1. What’s moving the stock today

Forgent Power Solutions (NYSE: FPS) shares are higher in Friday trading, extending a post-earnings narrative that has centered on explosive order growth and a rapidly expanding backlog. With no fresh company press release on the investor-relations site since March 30, 2026, today’s move appears primarily positioning-driven into the next earnings event and a continuation of momentum interest tied to the company’s data-center and grid-related demand profile. (ir.forgentpower.com)

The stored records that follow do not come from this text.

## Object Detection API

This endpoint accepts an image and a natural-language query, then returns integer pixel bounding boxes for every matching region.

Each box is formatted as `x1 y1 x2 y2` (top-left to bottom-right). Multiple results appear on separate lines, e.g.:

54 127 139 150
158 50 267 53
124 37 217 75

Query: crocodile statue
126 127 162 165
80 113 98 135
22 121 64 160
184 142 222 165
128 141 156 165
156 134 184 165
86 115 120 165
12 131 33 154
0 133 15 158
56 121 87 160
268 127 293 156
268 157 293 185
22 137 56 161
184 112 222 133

2. The fundamental backdrop bulls are leaning on

The most recent major fundamental catalyst remains the company’s fiscal second-quarter 2026 results released March 16, 2026: revenue of $296.4 million (+69% year over year) and adjusted EBITDA of $60.4 million, alongside sharply accelerating bookings. Multiple market summaries highlight bookings of about $762 million (+268% YoY) and backlog around $1.5 billion, a combination that has fueled expectations for strong forward revenue conversion and sustained growth. (tradingview.com)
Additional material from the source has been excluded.